Now that you know what habits are (see my blog on Habits: A Key to Sustainable Change) and how to change them (see my blog on Habits: How to Change Them), let’s discuss some key ideas on how to sustain the beneficial habits you have started for a long period of time. A habit is sustained if every time a cue or trigger of the habit occurs, the desired behavior takes place that leads to the reward.

This list is a collection of ideas on how to sustain habits from different sources. Some ideas come from Charles Duhigg’s book: The Power Of Habit (whose key concepts I captured in my two earlier blogs on habits: Habits: A Key to Sustainable Change; and Habits: How to Change Them); while some ideas come from other books and articles, such as The Power of Full Engagement by Tony Schwartz and Jim Loehr; discussions with Thom Crosby, President and CEO of Pal’s Sudden Service and other thought leaders; discussions with McClaskey Excellence Institute clients who are changing their personal leadership habits to create more extraordinary organizations; and from personal experience.
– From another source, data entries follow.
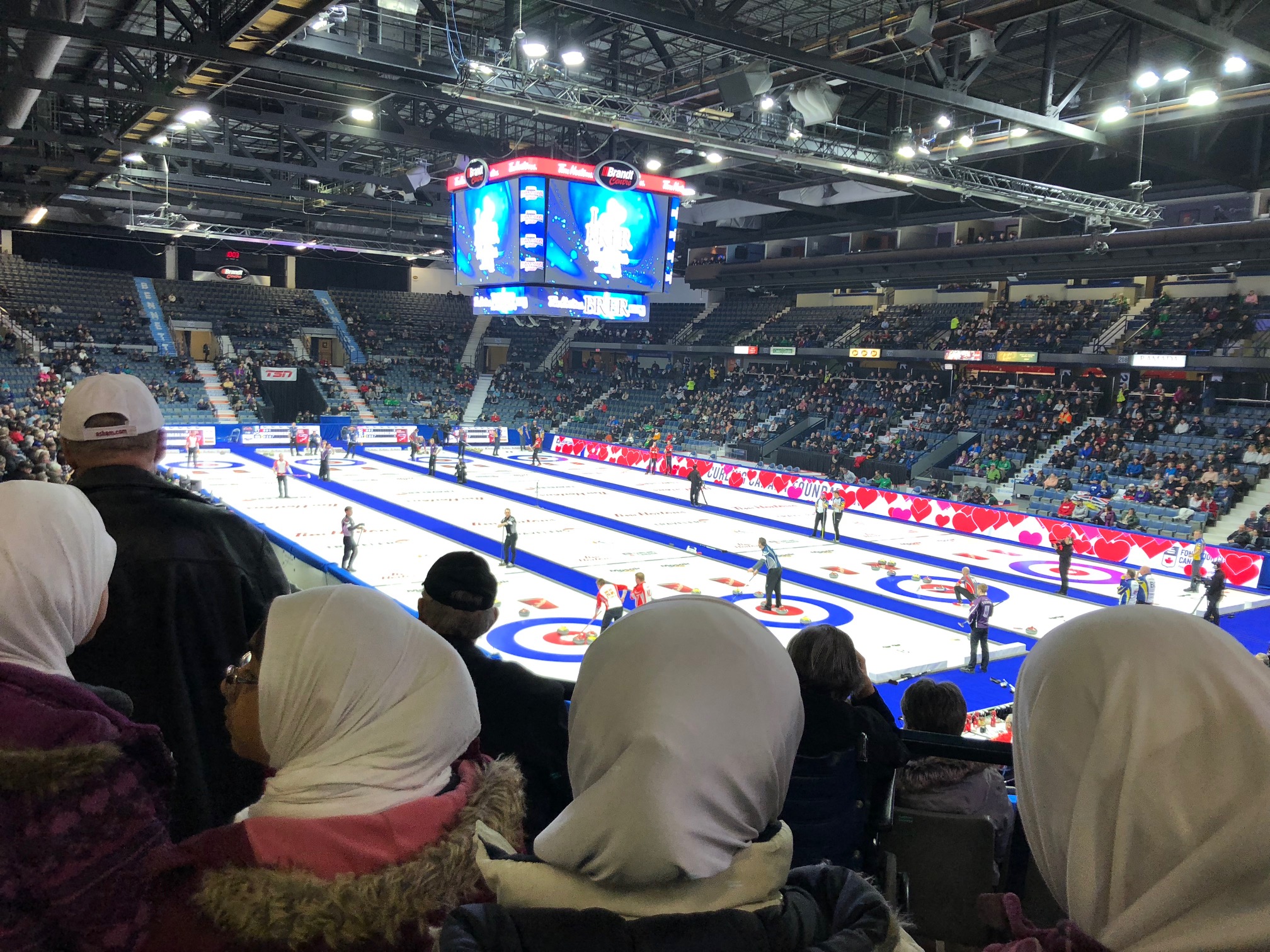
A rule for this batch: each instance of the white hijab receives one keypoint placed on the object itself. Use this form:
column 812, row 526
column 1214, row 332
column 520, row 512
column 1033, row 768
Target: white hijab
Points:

While this list is a useful collection from many sources, it is not meant to be a complete list. Hopefully, you will add to this list by responding to the blog with key ideas that have help you sustain habits.
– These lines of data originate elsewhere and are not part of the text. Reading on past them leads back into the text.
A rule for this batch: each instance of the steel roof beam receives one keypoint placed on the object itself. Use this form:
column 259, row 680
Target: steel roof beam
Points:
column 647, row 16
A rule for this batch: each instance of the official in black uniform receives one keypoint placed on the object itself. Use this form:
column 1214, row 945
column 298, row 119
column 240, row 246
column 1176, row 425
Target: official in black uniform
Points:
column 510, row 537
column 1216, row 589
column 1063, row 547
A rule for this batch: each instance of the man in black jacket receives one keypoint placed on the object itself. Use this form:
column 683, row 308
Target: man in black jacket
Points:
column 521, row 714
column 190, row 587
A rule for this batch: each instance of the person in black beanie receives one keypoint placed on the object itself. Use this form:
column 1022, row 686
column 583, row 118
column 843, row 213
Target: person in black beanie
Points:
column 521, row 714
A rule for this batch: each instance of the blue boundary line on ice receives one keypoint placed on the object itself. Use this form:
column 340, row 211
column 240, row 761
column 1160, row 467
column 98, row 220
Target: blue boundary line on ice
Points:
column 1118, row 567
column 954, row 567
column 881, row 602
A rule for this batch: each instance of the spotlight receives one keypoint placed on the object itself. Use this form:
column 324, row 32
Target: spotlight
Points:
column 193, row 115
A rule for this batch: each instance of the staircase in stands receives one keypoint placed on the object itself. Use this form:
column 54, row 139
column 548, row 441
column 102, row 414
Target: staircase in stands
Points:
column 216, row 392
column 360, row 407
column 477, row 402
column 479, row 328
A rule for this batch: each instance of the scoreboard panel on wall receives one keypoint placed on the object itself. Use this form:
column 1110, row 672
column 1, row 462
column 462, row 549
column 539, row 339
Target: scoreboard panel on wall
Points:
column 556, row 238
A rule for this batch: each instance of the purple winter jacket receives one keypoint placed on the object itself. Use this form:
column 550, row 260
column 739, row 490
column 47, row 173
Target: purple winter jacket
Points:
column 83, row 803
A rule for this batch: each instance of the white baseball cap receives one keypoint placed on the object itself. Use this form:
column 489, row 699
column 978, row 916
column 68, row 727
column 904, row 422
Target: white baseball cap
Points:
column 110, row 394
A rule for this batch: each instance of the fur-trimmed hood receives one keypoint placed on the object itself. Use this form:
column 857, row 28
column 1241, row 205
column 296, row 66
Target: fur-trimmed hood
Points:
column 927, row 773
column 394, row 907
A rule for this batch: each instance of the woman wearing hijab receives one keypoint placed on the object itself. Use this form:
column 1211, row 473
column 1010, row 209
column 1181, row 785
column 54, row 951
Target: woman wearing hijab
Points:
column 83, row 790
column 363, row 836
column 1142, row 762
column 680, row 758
Some Key Ideas to Sustain a Habit

  1. Be relentless and persistent. In the workplace, as well as in life in general, it usually takes between 21 to 60 days of continual practice to establish a habit. It can take even longer if the cue does not happen at least multiple times per week.
  2. Develop a craving for the reward. As Duhigg writes in his book The Power of Habit, a habit is not sustainable until you have a craving for the reward that occurs as soon as you experience a cue. As reference, a craving is a desire for the reward that you start to feel as soon as the cue occurs. Once you have a craving for the reward, when you hear the cue and don’t get the reward, it causes you to be irritable or at least unsettled.
  3. Be part of a group that helps support your new habit. Studies have shown that having a support group can significantly help you both obtain the initial behavior and sustain that behavior. A support group could be just one person.
  4. Get a mentor. Mentors can play a key role in helping you to establish and sustain a habit; you don’t have to do it alone.
  5. Make the habit part of your identity. Carry out the desired behavior each and every time the cue occurs. The more consistently you carry out the behavior, the more it will become part of your identity. Thom Crosby summarizes this hint as: “Behavior your way into a new way of believing.”
  6. Have a personal feedback and correction loop. Observe if you carried out the desired behavior each and every time the cue occurs. Correct each time you detect that the cue occurred but the desired behavior did not. Usually only you are there to observe every occurrence and you need to notice if indeed the behavior occurred or did not occur.
  7. Build in a process for systematic maintenance of the habit. Thom Crosby notes that if a habit is to be sustained, it requires some systematic maintenance on your part and others. Crosby has developed the following process for sustaining beneficial habits within Pal’s Sudden Service:
    1. plan how to maintain the habit
    2. establish and carry out a recalibration cycle (this will periodically assure you are fully carrying out the behaviors every time the cue occurs)
    3. standardize the habit
    4. be on the leaders’ consistent dialogue
    5. have some way to verify
    6. when critical, have a measure

Developing the skill of being able to establish, change, and sustain the beneficial habits is a key life skill that will help you proactively achieve success in both your work and life overall. Duhigg notes that almost half of all the things we do in the course of a day are the result of habits rather than deliberate decisions. Since what we are going to accomplish at work or in life is dependent on our daily choices that can lead to behaviors we do every day, habits can play a critical role in our success or lack thereof.

At McClaskey Excellence Institute, in our Achieving World-Class Results class, we teach how Pal’s Sudden Service has established the habits in each and every one of its employees that make Pal’s operationally excellent. Operational excellence is Pal’s Sudden Service’s key to 400% greater repeat business and being highly financial success for over 50 years.